Global trade recession is only partly responsible for the poor performance of our exports. Textiles, which represent 60% of exports suffer from higher input costs vs. most competing countries. This disparity is significant against Bangladesh - 2.5 times higher cost for gas and steam and 2.3 times higher for labour.
Additionally, the exchange rate tool has been deployed the least to support exports. Over five years, the rupee depreciated by 19% vs. 44% in the case of India. Since 1998, Pakistan's share of world exports has declined, whilst Bangladesh's doubled and Vietnam's share grew seven?fold. A short term solution is to provide relief to exporters to offset uncompetitive input costs and exchange differential as also to neutralise India's recent subsidy to its textiles sector. The longer-term solution is to develop an integrated manufacturing and trade strategy which seeks to maximise local job creation through more value-addition to commodities for exports and one which also promotes import integration into value-added exports. Pakistan's import integration is less than 10% vs. 40%+ for countries like Vietnam and Thailand that deploy their industries to add jobs and value to convert imports into finished goods. This integrated manufacturing and trade strategy should have the buy-in from all line ministries and provinces and be overseen by a high-level body led by the Prime Minister. It cannot be left to just the Ministry of Commerce, which is unable to address manufacturing, taxation impact etc. Renegotiated and future FTAs, which is the Ministry of Commerce's domain, should in addition to managing the trade balance have three other critical KPIs - jobs, value-added exports and tax revenues.
The CPEC will no doubt be a game changer. However, one impact that we need to avoid is hurting existing industry. The concessions being granted to the CPEC-related Special Economic Zones must be limited to industries that incrementally add to Pakistan's exports and employment. If they merely displace existing jobs or exports then the zero sum result will potentially hurt the relationship between the two countries. Indeed, an integral part of CPEC should be relocating the 8-20 million jobs that will be displaced due to rising labour cost in China. As China becomes a net importer of apparel, units in Northern Pakistan could service that demand, whilst those elsewhere could meet China's export requirements to the rest of the world.
Taxing the already taxed is a short-term solution to meet deficit targets. Tax reforms foremost require political will. Also FBR, as currently configured lacks talent and technology to broaden the tax base. Instead to meet its targets, it often resorts to using discretionary powers to harass existing tax payers. This then discourages those outside the tax base from entering what they term as "the net." Pakistan's tax rates are high - 32% corporate tax (excl. WPPF and WWF) vs. 15% in Sri Lanka and 25% in Bangladesh. Its tax policies do not encourage capital formation and consolidation which are necessary for global competitiveness. Only by broadening the tax base will the government gain space to avoid resorting to knee-jerk reactions such as Super Tax, tax on reserves, bonus shares and inter-corporate dividends. There is also scope for simplification. Taxpayers in Karachi and Lahore have to contend with 47 different types of local, provincial and federal direct and indirect taxes, necessitating multiple returns to numerous bodies. A unified tax return to a central agency will ease doing business. Similarly technology can be deployed to create one-window facilities for various authorities to come together in easing business.

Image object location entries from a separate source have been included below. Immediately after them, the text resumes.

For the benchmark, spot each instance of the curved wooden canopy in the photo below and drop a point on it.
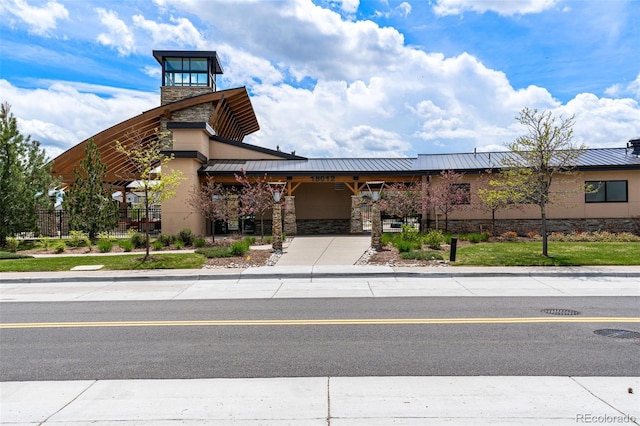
(233, 118)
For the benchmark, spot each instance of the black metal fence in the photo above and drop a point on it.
(55, 223)
(389, 223)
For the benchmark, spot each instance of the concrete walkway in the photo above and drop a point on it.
(324, 250)
(334, 401)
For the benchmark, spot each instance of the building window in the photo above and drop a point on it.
(610, 191)
(460, 193)
(186, 72)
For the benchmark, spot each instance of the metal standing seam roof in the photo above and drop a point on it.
(313, 165)
(604, 158)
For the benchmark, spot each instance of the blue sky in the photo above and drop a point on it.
(334, 78)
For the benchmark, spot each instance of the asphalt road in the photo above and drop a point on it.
(291, 338)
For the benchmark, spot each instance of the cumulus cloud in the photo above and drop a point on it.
(119, 35)
(84, 114)
(504, 8)
(182, 33)
(41, 20)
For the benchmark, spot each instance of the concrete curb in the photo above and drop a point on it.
(310, 273)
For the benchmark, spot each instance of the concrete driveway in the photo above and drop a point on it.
(324, 250)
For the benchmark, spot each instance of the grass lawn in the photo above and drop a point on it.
(560, 254)
(129, 261)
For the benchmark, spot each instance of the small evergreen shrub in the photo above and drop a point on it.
(105, 245)
(138, 239)
(214, 252)
(59, 247)
(421, 255)
(126, 245)
(239, 248)
(166, 239)
(12, 244)
(434, 239)
(186, 236)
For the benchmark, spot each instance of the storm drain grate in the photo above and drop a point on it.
(618, 334)
(560, 312)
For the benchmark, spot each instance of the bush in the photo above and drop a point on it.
(214, 252)
(11, 255)
(78, 239)
(422, 255)
(12, 244)
(186, 236)
(239, 248)
(434, 239)
(126, 245)
(105, 245)
(138, 239)
(166, 239)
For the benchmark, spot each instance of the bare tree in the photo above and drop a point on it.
(544, 155)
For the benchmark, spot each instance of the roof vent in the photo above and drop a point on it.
(635, 145)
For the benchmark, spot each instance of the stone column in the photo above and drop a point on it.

For the longest time, our investment incentives have been targeted at the asset-intensive manufacturing sector. We also need to encourage the Information, Communications and Technology (ICT) sector to reposition Pakistan in the digital economy and create employment, exports and tax revenue. Tax rates and policies affecting this industry are an impediment. Connectivity is the essential driver of ICT. Yet, 80% of Pakistanis do not have access to broadband, due mainly to the incidence of high taxes on devices, infrastructure and broadband use. Net result is that a large section of the population is denied access to valuable education and knowledge that is available on the web and which could improve their lives. Experience elsewhere shows that lowering the tax rate encourages the spread of broadband and that tax revenues revert over time. Tax on export of services such as software is 3-4 times the rate on export of goods. Financing of software development is hard to obtain and there are very few training facilities of world class. These together limit scale and discourage parts of ICT to enter the formal sector.
Philippines earns more from its BPO industry than Pakistan does from its entire exports! There is also a need for the government to digitise large parts of its processes and eliminate duplication. ICT is also a sector that can employ large number of women, in furtherance of gender balance. Brexit's "Take Control" and Trump's "America First" may or may not work to further UK and USA's interests. The EU, NAFTA may or may not survive in their current form. Irrespective, we need to "take control" of our destiny and put "Pakistan first". We must stop and then reverse the premature deindustrialization of Pakistan's economy. More jobs, higher value-added exports and larger tax revenues from a broader tax base can be delivered by a strong, competitive domestic industry leveraging on the large domestic market of 200 million people. That is the lens through which our political and economic leadership should shape the policy framework. The Pakistan Business Council, a think tank and business advocacy body is developing a national consensus to drive this, as also to promote a higher level of investor confidence from consistent policies.